The American lobster (Homarus americanus) lives in the cold waters of the Northeastern US and Canada, including Long Island Sound, and range offshore as far south as Virginia. In US waters three separate lobster stocks are recognized: the Gulf of Maine where they are very abundant, Georges Bank where populations are stable or increasing, and southern New England where abundance has dramatically declined in the last decade.
Lobsters are social, territorial crustaceans that live in a variety of different habitats, preferring areas that have a rocky or firm mud bottom they can burrow into. Studies have shown that inshore lobsters like those in the Sound have localized movements, while offshore lobsters seasonally migrate from as far as the edge of the continental shelf to inshore waters to spawn in late spring and summer.
Because most of the Sound’s lobster population does not migrate, the standardized catch of lobster from the CTDEEP Long Island Sound Trawl Survey is used to assess the relative abundance of the local stock. The trawl index is a more accurate representation of abundance than lobster landings because landings are influenced by how each fisherman sets their gear, how often they fish, and socio-economic factors such as market price.

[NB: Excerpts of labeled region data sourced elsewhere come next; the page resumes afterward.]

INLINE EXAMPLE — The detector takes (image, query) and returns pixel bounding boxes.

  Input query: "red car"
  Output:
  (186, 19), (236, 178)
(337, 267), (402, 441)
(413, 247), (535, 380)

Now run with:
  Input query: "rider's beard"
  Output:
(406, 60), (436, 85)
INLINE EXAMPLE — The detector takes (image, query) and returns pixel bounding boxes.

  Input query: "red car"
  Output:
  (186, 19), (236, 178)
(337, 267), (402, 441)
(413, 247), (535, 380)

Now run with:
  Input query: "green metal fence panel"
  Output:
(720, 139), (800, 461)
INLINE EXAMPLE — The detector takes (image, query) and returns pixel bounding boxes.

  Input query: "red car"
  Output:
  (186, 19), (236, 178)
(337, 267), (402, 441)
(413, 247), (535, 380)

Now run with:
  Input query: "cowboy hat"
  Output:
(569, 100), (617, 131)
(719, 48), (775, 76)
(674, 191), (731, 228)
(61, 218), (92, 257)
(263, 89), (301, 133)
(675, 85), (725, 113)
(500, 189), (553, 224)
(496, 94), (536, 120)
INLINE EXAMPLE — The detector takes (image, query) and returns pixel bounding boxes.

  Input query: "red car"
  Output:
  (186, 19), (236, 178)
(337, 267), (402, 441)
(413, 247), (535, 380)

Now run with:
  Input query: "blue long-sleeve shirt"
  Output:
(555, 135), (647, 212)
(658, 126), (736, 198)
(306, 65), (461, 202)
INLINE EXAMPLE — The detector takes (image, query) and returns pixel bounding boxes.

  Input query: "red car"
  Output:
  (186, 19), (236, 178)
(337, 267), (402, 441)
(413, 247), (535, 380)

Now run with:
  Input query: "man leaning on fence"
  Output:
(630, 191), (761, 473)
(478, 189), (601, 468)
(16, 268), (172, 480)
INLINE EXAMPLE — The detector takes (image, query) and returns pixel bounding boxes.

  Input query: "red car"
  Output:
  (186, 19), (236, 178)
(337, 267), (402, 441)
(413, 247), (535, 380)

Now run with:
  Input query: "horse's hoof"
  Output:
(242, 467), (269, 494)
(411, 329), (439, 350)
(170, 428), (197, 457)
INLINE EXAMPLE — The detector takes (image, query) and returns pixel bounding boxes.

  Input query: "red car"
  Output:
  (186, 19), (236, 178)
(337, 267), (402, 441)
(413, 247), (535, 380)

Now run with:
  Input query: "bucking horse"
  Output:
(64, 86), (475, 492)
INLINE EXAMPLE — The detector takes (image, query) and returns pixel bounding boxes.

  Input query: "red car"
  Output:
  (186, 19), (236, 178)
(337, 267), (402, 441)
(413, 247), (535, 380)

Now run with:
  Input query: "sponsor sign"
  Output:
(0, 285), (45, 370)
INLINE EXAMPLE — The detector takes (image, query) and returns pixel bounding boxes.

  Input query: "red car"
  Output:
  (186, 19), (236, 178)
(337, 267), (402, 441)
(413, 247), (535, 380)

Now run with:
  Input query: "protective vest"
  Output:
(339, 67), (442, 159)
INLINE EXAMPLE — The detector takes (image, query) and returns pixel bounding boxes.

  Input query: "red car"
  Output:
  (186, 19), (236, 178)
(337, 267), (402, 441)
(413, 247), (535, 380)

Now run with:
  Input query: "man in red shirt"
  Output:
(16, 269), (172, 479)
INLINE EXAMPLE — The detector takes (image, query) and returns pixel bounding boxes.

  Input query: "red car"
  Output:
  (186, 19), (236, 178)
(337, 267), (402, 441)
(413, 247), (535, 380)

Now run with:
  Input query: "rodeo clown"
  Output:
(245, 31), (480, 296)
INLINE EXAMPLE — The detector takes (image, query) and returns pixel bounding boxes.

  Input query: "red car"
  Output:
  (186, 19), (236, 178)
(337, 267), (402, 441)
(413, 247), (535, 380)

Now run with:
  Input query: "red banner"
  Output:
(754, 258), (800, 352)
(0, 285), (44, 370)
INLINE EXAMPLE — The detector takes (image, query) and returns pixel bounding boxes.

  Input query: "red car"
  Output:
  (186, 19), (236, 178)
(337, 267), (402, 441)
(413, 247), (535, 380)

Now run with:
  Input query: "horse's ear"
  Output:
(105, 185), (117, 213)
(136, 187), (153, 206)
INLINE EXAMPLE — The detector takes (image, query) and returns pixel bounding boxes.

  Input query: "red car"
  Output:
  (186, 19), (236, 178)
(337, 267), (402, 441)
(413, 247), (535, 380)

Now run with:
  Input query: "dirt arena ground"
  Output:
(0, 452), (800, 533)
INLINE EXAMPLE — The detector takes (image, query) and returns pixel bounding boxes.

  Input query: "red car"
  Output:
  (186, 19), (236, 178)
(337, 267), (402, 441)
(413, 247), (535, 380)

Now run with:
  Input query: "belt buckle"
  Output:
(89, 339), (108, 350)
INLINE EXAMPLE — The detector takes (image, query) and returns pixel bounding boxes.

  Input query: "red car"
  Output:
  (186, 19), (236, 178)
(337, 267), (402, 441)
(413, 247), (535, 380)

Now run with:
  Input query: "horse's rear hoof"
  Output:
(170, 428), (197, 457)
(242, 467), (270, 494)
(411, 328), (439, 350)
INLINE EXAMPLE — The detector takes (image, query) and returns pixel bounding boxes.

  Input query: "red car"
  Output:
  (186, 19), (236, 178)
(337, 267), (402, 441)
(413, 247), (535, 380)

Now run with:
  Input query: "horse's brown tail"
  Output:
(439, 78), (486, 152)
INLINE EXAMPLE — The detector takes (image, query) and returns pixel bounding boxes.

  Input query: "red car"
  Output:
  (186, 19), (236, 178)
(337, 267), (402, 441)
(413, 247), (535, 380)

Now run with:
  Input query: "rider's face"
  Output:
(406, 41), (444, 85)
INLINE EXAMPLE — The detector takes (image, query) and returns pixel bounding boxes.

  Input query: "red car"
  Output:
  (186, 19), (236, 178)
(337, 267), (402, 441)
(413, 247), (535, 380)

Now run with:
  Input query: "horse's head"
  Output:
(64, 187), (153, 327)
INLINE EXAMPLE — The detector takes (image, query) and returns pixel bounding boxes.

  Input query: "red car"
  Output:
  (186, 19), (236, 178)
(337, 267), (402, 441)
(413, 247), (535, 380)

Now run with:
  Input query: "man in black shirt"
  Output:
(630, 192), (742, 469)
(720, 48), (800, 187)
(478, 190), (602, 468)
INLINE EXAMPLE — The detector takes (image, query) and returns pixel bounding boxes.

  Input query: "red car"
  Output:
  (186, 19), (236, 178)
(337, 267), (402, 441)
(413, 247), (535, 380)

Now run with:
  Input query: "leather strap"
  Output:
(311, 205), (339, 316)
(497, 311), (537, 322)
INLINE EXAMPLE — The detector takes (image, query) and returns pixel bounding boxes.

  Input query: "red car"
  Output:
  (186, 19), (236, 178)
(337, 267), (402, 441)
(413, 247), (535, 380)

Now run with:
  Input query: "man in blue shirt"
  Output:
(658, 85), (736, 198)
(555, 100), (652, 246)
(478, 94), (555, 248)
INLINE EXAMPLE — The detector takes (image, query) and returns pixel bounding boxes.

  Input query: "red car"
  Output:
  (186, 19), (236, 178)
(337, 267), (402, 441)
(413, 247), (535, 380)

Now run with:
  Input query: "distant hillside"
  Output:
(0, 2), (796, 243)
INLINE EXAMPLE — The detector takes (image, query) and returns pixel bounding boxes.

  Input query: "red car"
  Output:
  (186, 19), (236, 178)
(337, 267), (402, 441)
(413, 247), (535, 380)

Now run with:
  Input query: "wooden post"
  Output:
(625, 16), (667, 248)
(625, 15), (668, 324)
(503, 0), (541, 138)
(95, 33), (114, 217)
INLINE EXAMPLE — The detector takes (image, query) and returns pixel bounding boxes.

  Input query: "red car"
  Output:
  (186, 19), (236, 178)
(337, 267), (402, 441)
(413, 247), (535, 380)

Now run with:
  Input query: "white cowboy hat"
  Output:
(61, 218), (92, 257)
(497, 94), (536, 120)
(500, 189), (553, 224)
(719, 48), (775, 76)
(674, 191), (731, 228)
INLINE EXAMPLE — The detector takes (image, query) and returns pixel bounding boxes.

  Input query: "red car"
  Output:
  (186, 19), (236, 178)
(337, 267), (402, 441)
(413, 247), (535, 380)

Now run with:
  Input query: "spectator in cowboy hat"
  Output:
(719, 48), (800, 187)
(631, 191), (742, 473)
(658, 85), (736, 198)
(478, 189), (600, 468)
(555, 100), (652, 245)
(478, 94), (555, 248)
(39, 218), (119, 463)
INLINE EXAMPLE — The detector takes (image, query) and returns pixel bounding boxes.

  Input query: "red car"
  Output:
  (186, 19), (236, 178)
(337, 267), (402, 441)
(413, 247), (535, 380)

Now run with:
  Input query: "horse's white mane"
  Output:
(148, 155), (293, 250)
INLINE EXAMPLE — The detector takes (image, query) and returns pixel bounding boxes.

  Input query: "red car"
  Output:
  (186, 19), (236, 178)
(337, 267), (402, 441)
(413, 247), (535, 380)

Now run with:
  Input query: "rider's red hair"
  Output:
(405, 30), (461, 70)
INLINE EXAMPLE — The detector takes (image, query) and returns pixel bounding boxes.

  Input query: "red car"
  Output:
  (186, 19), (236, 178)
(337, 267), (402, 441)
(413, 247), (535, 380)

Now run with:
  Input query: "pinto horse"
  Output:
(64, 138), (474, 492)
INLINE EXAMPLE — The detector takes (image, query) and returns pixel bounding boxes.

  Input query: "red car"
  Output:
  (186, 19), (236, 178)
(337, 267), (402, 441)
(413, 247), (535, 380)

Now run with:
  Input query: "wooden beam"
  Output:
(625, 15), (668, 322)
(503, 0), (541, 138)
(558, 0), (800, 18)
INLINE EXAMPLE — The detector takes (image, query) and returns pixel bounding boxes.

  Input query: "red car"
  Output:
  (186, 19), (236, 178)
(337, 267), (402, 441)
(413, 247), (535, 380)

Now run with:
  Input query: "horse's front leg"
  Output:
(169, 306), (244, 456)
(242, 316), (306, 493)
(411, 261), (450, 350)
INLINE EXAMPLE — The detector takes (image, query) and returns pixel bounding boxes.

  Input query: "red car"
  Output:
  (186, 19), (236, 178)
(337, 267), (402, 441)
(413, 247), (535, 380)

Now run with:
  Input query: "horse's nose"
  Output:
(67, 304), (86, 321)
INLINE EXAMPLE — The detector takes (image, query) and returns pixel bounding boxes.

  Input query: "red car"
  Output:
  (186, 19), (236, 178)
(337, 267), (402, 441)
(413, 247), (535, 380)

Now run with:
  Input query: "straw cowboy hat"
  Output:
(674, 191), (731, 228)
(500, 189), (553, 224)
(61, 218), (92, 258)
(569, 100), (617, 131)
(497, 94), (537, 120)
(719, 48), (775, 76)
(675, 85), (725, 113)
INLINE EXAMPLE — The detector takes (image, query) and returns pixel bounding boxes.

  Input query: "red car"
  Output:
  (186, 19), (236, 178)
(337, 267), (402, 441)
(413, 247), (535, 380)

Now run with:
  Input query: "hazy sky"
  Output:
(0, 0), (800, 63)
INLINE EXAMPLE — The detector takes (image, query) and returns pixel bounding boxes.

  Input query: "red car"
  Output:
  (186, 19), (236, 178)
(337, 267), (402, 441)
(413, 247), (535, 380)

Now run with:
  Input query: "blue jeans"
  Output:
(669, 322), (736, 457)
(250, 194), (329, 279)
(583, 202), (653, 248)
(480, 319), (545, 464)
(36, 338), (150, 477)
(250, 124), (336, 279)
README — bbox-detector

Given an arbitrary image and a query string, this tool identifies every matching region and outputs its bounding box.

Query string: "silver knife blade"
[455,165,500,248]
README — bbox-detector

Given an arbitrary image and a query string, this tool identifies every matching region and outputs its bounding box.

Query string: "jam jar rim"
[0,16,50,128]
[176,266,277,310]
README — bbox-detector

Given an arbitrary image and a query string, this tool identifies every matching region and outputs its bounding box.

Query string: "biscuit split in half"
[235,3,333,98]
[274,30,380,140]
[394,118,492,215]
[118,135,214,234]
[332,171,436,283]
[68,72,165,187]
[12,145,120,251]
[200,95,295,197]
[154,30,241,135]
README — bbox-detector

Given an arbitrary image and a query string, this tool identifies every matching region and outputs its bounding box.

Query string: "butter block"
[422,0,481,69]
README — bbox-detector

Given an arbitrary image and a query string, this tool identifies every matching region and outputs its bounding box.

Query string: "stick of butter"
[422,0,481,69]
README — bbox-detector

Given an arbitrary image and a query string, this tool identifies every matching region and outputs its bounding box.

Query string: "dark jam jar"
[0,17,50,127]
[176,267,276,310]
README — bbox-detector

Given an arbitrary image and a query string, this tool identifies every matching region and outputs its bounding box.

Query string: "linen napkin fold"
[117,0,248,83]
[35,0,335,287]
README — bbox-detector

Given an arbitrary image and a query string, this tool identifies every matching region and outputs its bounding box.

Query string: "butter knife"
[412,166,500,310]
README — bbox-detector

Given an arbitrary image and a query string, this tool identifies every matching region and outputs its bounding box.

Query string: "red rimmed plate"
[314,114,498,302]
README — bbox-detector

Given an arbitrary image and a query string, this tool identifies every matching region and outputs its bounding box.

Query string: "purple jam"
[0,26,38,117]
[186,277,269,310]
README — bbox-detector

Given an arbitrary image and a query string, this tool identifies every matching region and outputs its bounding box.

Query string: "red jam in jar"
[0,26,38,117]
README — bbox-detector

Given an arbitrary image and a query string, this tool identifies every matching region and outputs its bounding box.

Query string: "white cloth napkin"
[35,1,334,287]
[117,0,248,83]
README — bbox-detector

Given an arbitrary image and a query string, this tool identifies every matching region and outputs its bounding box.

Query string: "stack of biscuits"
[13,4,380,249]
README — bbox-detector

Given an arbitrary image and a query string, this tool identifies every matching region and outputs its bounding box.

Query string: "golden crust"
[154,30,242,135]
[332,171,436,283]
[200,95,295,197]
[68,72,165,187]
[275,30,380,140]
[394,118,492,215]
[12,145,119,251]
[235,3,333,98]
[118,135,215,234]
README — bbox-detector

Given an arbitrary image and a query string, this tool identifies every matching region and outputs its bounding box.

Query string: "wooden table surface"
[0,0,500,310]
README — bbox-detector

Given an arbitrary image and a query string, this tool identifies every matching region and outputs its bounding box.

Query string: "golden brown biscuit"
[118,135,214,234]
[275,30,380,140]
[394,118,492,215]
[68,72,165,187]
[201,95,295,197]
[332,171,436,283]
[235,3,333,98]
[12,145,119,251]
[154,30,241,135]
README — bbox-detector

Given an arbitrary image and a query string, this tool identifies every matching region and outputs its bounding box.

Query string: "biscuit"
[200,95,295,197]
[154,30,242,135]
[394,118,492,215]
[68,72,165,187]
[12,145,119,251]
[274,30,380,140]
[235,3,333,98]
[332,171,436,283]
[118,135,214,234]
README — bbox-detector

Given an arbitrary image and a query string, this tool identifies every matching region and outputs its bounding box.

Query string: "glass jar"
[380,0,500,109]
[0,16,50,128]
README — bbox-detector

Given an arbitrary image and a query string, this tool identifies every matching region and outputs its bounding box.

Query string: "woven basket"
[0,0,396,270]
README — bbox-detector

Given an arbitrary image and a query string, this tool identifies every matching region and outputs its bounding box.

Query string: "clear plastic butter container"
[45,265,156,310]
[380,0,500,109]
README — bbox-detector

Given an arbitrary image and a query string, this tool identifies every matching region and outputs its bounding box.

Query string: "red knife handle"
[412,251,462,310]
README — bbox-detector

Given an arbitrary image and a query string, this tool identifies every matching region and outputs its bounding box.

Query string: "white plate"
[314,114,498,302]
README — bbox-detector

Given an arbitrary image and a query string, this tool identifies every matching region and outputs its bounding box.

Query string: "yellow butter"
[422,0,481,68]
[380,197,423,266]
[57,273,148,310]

The above graph shows the trend of lobster abundance in the fall (note that no data are available for 2010). The spring index for American lobster has also been declining for 12 out of the past 13 years (1998-2011) and both indices have remained below the time-series average for the past nine years (2003-2011). One of the factors implicated in the lobster population decline is increased summer water temperatures in Long Island Sound.
The above graph depicts data from CTDEEP’s fall trawl survey.
The survey uses geometric mean instead of arithmetic mean to find the most frequently observed number of fish collected per tow. In a natural environment such as Long Island Sound fish have a “patchy” distribution, i.e. some areas will have a very high abundance of fish, and other areas very low abundance or no fish at all. An arithmetic mean can be easily biased by unusually high or low values so that it doesn’t reflect the true center of a data set. The geometric mean minimizes the effects of very high or low values using a log transformation and is a better average for this type of biological data.